L'affermazione non dovrebbe indispettire né cogliere di sorpresa chiunque si sia trovato a leggere almeno una volta - e a condividere - quella sua stra-famosa frase che recita: "Di sicuro, ci sarà sempre chi guarderà solo la tecnica e si chiederà 'come', mentre altri di natura più curiosa si chiederanno 'perché' ".
Il 'perché' di Man Ray, infatti, ha davvero poco a che fare con il concetto di fotografia comunemente inteso, a partire proprio dall'assoluta marginalità di quel 'come'. Lungi dall'essere un venerato mezzo tecnologico al servizio di una riproduzione esatta della realtà, la macchina fotografica per Man Ray non era altro che un pennello ausiliario, da sostituire a quello propriamente detto nel momento in cui ciò che c'era da rappresentare esulasse dall'ambito tutto 'materico' della pittura e della tela.

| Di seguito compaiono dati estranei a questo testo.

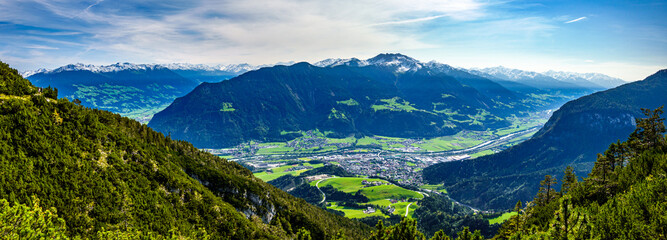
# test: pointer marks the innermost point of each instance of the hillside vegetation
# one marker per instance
(105, 173)
(623, 197)
(572, 137)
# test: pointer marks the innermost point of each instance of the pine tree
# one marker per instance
(546, 193)
(440, 235)
(649, 132)
(303, 234)
(569, 180)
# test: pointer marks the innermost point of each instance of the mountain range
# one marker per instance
(572, 137)
(142, 90)
(387, 95)
(100, 174)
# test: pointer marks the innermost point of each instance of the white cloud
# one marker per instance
(576, 20)
(255, 31)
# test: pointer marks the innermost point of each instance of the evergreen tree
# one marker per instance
(303, 234)
(547, 192)
(440, 235)
(650, 130)
(569, 180)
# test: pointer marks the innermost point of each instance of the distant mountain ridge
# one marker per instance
(116, 67)
(103, 172)
(388, 95)
(573, 136)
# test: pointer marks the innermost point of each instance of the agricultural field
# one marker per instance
(379, 195)
(355, 212)
(502, 218)
(434, 187)
(277, 172)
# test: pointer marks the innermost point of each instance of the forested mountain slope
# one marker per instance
(103, 172)
(623, 197)
(573, 136)
(132, 90)
(388, 95)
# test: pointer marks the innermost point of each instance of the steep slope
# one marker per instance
(104, 171)
(623, 197)
(388, 97)
(572, 136)
(135, 91)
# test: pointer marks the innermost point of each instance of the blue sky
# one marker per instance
(626, 39)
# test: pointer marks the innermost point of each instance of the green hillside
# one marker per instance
(623, 197)
(572, 137)
(103, 172)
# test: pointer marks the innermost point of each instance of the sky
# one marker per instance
(625, 39)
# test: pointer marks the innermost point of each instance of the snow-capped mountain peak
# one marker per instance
(595, 78)
(398, 62)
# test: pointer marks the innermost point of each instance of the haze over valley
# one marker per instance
(286, 119)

Senza caricarlo di particolari velleità artistiche, il mezzo fotografico fu per Man Ray un accessorio, tanto indispensabile quanto non particolarmente stimato. Un certo disprezzo per i mezzi necessari a dar forma ad un'Idea, a suo dire, era necessario a sublimarla, a renderla più pura. Tanto che più volte lo si sentirà sentenziare: "La fotografia non è arte".
L'opera di Man Ray risponde ad un paradosso inevitabile: egli fu più profondamente fotografo di tanti altri pittorialisti del tempo, proprio in forza di questo suo non esserlo.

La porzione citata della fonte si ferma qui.